How sad that after decades of using the canal as an open sewer, New York City is still not stepping up to its responsibility towards the Gowanus community.
It is ironic that the City is trying to delay building retention tanks, but is planning to rezone Gowanus to allow more residential housing in Gowanus, which will just mean more human waste in the canal.
It is all rather foolish, no; shameful.

You can access:
 EPA's Remedial Design Administrative Order to NYC here.
Appendix A – Dredging RD Statement of Work can be accessed here
For Appendix B – Tank and Turning Basin RD Statement of Work, click here.

All EPA documents pertaining to the Gowanus Canal Superfund site can be accessed here.


Anonymous said...

I would love to see the full list of properties the City considered as locations for the retention tanks. It appears that the EPA is more familiar with our neighborhood than the Park Slope centric city administration is. Maybe the City ask the "consultant" for a refund.

Is the implication that the City is intentionally being wasteful to drive up costs in order to trigger the "off ramp" provision? They probably patted themselves on the back and congratulated themselves on how clever they thought all were when they came up with that. Did they not think the EPA would see through their shenanigans? We are so fortunate to have this EPA team.

Anonymous said...

What mitigation does the EPA offer for the destruction of a public park in our community? Will they provide a pool / amenity for us during the construction period? It took over three years to simply repair a pump and it's going to be decades to build the retention tanks.

Low income children use that park to learn to swim. Someone should sue the EPA to stop them.

Anonymous said...

I thought that they were going to build the tanks under the public pool on 3rd Ave. That seems like the best solution. The pool would be closed for a few years, but people could go to the Red Hook pool, which could accommodate the swimmers from that much smaller pool. That seems worth while to stop the sewage problem.

Anonymous said...

I thought the pool was sitting atop coal tar and would have to be shut down while the site was remediated anyway.

Anonymous said...

What a dumb idea!

Why destroy a pool to build a tank when you can just dredge 2 feet deeper and run a few 30" pipes the 2 mile length to handle the overflow.

Let's Keep It Simple?

Anonymous said...

"people could go to red hook"

That comment sounds so out of touch. Red Hook is not easy to get to via public transportation and the D&D pool is also a site for the free lunches given out in the summer. The loss of a convenient place for kids to cool off & play in the summer is a big deal.

Anonymous said...

4:52. The land under the pool is toxic, and it is a migrating plume, so it has to be cleaned up. The pool has to be torn down anyway. Stop whining about that pool already. Please!

Anonymous said...

to: "dumb idea"

Where did the dumb idea come from that a 30" pipe under the canal would accommodate the future poo(tsu)nami (s)?

And just where would the 30" pipe of your lead to? The Red Hood Swimming Pool?

For two years now, the EPA requirement for the DEP to keep their sewage out of the public water has been on the table for discussion.
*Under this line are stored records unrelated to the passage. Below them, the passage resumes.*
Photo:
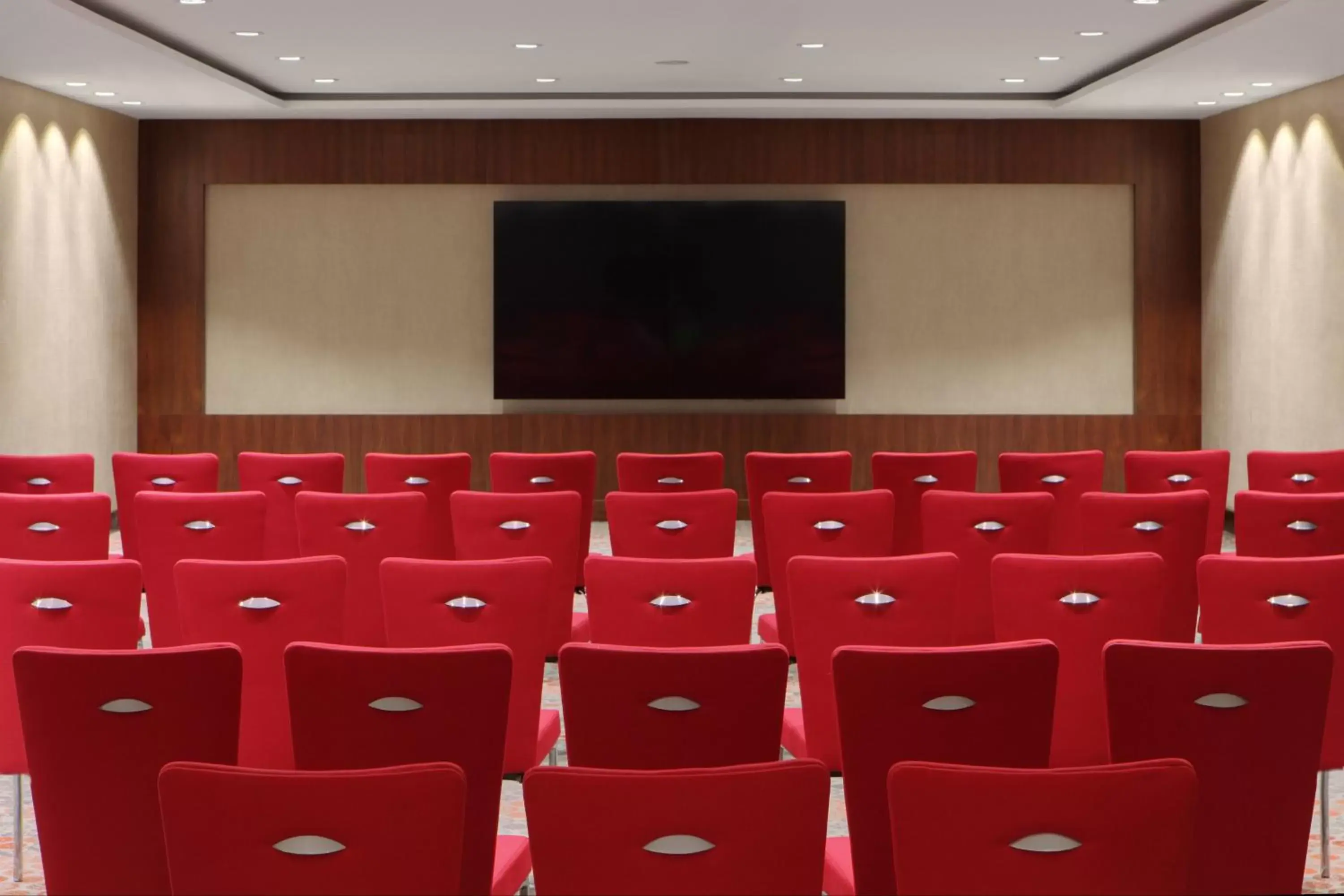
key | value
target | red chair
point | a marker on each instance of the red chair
(99, 726)
(136, 473)
(984, 706)
(909, 476)
(793, 473)
(1080, 603)
(441, 603)
(639, 602)
(662, 833)
(889, 602)
(1117, 831)
(1163, 472)
(228, 526)
(1250, 719)
(367, 708)
(46, 473)
(670, 473)
(675, 526)
(1065, 474)
(842, 524)
(1289, 526)
(302, 833)
(978, 528)
(549, 473)
(365, 530)
(263, 607)
(488, 526)
(56, 527)
(672, 707)
(435, 476)
(280, 477)
(1170, 526)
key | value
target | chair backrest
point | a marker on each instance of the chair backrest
(840, 524)
(365, 530)
(280, 477)
(676, 524)
(909, 476)
(99, 726)
(643, 602)
(367, 707)
(56, 527)
(792, 473)
(672, 707)
(93, 606)
(263, 607)
(978, 528)
(984, 706)
(656, 833)
(297, 833)
(226, 526)
(1115, 831)
(1080, 603)
(549, 473)
(488, 526)
(887, 602)
(443, 603)
(46, 473)
(1170, 526)
(1250, 720)
(435, 476)
(1271, 599)
(1289, 526)
(135, 473)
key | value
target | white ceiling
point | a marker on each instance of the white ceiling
(440, 58)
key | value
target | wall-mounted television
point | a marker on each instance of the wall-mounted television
(670, 300)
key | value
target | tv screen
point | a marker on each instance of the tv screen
(647, 300)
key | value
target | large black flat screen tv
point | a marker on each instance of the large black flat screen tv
(646, 300)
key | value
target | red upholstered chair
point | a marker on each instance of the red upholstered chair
(441, 603)
(488, 526)
(435, 476)
(280, 477)
(662, 833)
(56, 527)
(366, 530)
(978, 528)
(909, 476)
(672, 707)
(367, 708)
(1289, 526)
(983, 706)
(840, 524)
(1080, 603)
(679, 524)
(1117, 831)
(890, 602)
(1170, 526)
(549, 473)
(1250, 720)
(1065, 474)
(793, 473)
(46, 473)
(302, 833)
(99, 726)
(226, 526)
(263, 607)
(643, 602)
(136, 473)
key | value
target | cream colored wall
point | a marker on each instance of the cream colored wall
(378, 299)
(1275, 276)
(68, 277)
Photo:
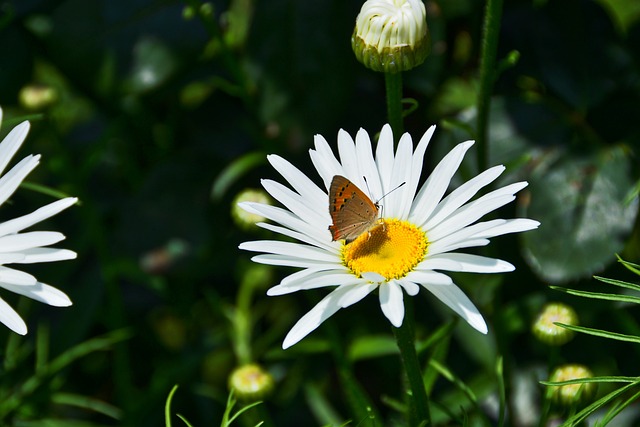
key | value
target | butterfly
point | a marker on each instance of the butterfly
(351, 210)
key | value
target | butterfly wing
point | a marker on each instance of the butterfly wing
(351, 210)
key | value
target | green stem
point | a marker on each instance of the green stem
(393, 84)
(491, 30)
(405, 340)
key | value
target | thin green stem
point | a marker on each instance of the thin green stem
(491, 30)
(393, 84)
(405, 340)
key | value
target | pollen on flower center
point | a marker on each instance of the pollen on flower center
(392, 249)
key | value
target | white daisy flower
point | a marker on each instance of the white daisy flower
(418, 233)
(17, 247)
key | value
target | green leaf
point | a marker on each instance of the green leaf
(320, 406)
(635, 268)
(584, 220)
(372, 346)
(599, 295)
(604, 379)
(153, 64)
(234, 171)
(620, 283)
(624, 13)
(167, 406)
(601, 333)
(582, 415)
(88, 403)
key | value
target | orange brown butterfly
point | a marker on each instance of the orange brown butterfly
(351, 210)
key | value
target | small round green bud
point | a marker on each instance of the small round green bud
(572, 394)
(544, 327)
(251, 382)
(188, 13)
(247, 220)
(37, 97)
(391, 35)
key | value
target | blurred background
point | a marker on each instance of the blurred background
(156, 114)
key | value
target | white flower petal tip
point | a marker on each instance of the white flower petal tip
(425, 228)
(18, 247)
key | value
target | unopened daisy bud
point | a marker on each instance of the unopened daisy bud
(247, 220)
(37, 97)
(391, 35)
(251, 382)
(545, 329)
(571, 394)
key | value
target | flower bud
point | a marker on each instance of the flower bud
(391, 35)
(571, 394)
(37, 97)
(251, 382)
(247, 220)
(549, 333)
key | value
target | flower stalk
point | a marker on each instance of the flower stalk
(405, 339)
(393, 85)
(491, 30)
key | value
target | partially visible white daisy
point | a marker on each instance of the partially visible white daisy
(18, 247)
(421, 234)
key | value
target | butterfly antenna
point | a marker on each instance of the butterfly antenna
(391, 191)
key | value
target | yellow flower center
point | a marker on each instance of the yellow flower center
(392, 249)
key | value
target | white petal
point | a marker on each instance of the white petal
(41, 292)
(467, 263)
(463, 194)
(325, 161)
(18, 224)
(296, 204)
(348, 158)
(286, 260)
(398, 202)
(289, 220)
(18, 242)
(10, 258)
(299, 181)
(367, 165)
(437, 184)
(11, 143)
(384, 155)
(509, 226)
(416, 166)
(9, 276)
(294, 250)
(312, 240)
(471, 212)
(319, 280)
(391, 302)
(356, 294)
(430, 277)
(35, 255)
(453, 297)
(12, 179)
(318, 314)
(411, 288)
(11, 319)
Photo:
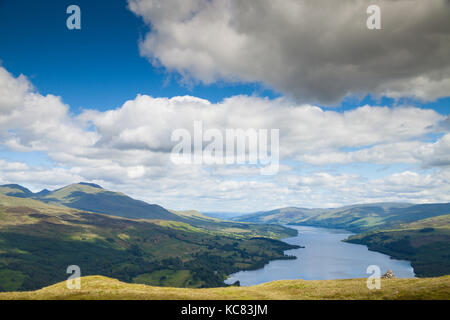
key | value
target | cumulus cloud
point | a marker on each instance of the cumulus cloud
(312, 50)
(128, 149)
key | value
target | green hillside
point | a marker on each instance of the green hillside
(418, 233)
(38, 241)
(356, 218)
(101, 288)
(92, 197)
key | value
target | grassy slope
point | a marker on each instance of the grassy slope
(38, 241)
(426, 243)
(96, 287)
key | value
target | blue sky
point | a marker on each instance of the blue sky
(98, 66)
(248, 72)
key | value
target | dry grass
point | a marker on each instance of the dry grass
(102, 288)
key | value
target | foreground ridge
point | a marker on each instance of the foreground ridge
(103, 288)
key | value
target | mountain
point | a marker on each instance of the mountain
(15, 190)
(280, 216)
(419, 233)
(355, 218)
(92, 197)
(39, 240)
(426, 243)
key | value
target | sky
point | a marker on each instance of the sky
(362, 114)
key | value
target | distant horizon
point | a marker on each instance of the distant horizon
(230, 213)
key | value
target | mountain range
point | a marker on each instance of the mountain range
(419, 233)
(111, 234)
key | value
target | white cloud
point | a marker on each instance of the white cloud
(312, 50)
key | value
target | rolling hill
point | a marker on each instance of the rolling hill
(426, 243)
(92, 197)
(102, 288)
(419, 233)
(355, 218)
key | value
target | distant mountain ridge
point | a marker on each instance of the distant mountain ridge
(355, 218)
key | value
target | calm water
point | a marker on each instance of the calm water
(325, 257)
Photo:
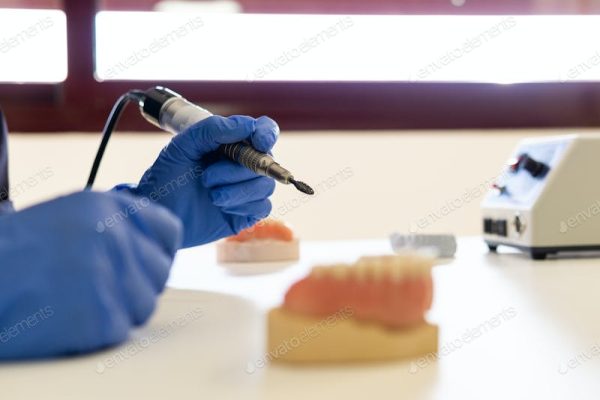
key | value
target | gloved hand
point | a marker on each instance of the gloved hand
(214, 198)
(78, 272)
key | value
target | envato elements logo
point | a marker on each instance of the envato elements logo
(27, 184)
(583, 216)
(309, 333)
(469, 46)
(468, 337)
(579, 359)
(29, 322)
(9, 43)
(306, 46)
(155, 336)
(140, 203)
(154, 47)
(451, 206)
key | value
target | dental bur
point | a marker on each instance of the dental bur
(169, 111)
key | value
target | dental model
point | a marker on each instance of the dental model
(372, 310)
(268, 240)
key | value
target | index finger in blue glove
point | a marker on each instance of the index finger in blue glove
(207, 135)
(226, 172)
(265, 134)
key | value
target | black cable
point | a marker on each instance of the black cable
(111, 122)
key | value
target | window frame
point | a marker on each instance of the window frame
(82, 104)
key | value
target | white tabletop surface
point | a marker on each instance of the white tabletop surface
(510, 328)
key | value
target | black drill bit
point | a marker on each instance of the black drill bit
(301, 186)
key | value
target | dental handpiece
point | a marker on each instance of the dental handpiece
(169, 111)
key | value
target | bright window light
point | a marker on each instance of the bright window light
(33, 45)
(256, 47)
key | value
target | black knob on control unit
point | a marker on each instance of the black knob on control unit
(535, 168)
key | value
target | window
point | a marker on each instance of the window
(311, 64)
(33, 46)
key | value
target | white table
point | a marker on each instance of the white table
(511, 328)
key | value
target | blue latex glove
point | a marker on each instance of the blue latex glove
(214, 197)
(78, 272)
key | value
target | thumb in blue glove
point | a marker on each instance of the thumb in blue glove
(214, 197)
(67, 287)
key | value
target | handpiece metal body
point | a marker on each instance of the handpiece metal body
(171, 112)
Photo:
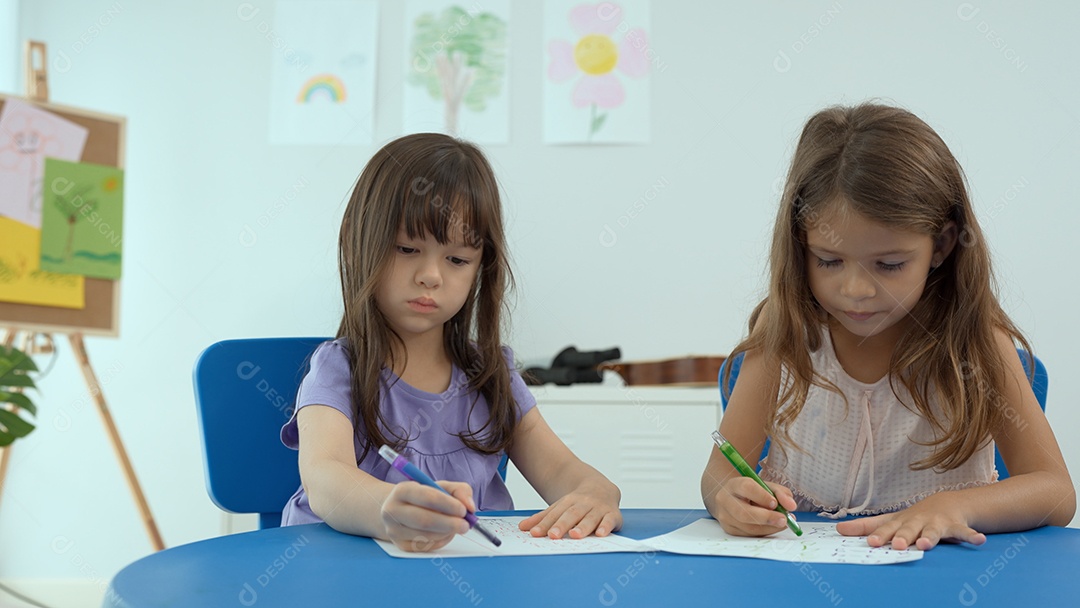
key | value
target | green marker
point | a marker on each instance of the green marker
(736, 459)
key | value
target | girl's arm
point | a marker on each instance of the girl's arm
(582, 500)
(742, 507)
(1038, 491)
(415, 517)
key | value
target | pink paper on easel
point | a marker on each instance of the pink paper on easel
(27, 135)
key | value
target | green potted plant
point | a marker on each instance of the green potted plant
(14, 378)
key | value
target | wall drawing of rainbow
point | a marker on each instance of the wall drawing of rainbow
(326, 85)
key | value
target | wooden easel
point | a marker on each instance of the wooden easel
(37, 85)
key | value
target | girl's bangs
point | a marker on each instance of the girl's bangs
(445, 213)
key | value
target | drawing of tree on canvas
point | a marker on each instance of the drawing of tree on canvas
(459, 57)
(71, 205)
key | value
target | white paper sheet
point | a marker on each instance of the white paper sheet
(322, 86)
(820, 543)
(27, 135)
(517, 542)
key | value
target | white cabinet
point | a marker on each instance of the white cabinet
(652, 442)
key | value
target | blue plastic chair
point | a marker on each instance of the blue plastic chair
(244, 393)
(1040, 383)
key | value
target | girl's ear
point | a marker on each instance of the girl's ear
(944, 243)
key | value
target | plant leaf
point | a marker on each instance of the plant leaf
(12, 426)
(19, 401)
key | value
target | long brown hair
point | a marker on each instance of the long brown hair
(432, 185)
(890, 166)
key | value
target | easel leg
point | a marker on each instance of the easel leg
(118, 446)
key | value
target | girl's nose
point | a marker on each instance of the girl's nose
(428, 274)
(858, 284)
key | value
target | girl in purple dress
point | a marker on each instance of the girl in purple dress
(418, 365)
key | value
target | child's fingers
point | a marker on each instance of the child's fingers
(461, 491)
(746, 509)
(784, 496)
(588, 524)
(861, 527)
(531, 521)
(610, 523)
(747, 490)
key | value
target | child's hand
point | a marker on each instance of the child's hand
(577, 514)
(745, 509)
(922, 525)
(421, 518)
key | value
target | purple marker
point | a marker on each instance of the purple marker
(410, 471)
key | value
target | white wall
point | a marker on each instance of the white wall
(998, 81)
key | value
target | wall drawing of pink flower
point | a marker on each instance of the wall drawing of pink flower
(606, 45)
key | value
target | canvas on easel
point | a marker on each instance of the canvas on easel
(42, 129)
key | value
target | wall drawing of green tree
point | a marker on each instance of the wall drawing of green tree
(459, 57)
Yet in two years they have offered NOTHING CONSTRUCTIVE that will address that problem.

And Mr. Lander, who has a direct line open to city hsll on this, is fully responsible for the current state of city inaction on this matter. Lander will be held accountable for all the penalty changes on this.

Anonymous said...

I think the "dumb idea" came from the current DEP plan that uses an old pipe to catch overflow. DEP's pipe will get filled with the "first flush" of bacteria growing in our CSOs; a significant reduction of contaminants to our Canal.

A 2 mile canal with forty 30 inch pipes could handle 300 thousand gallons of first flush overflow!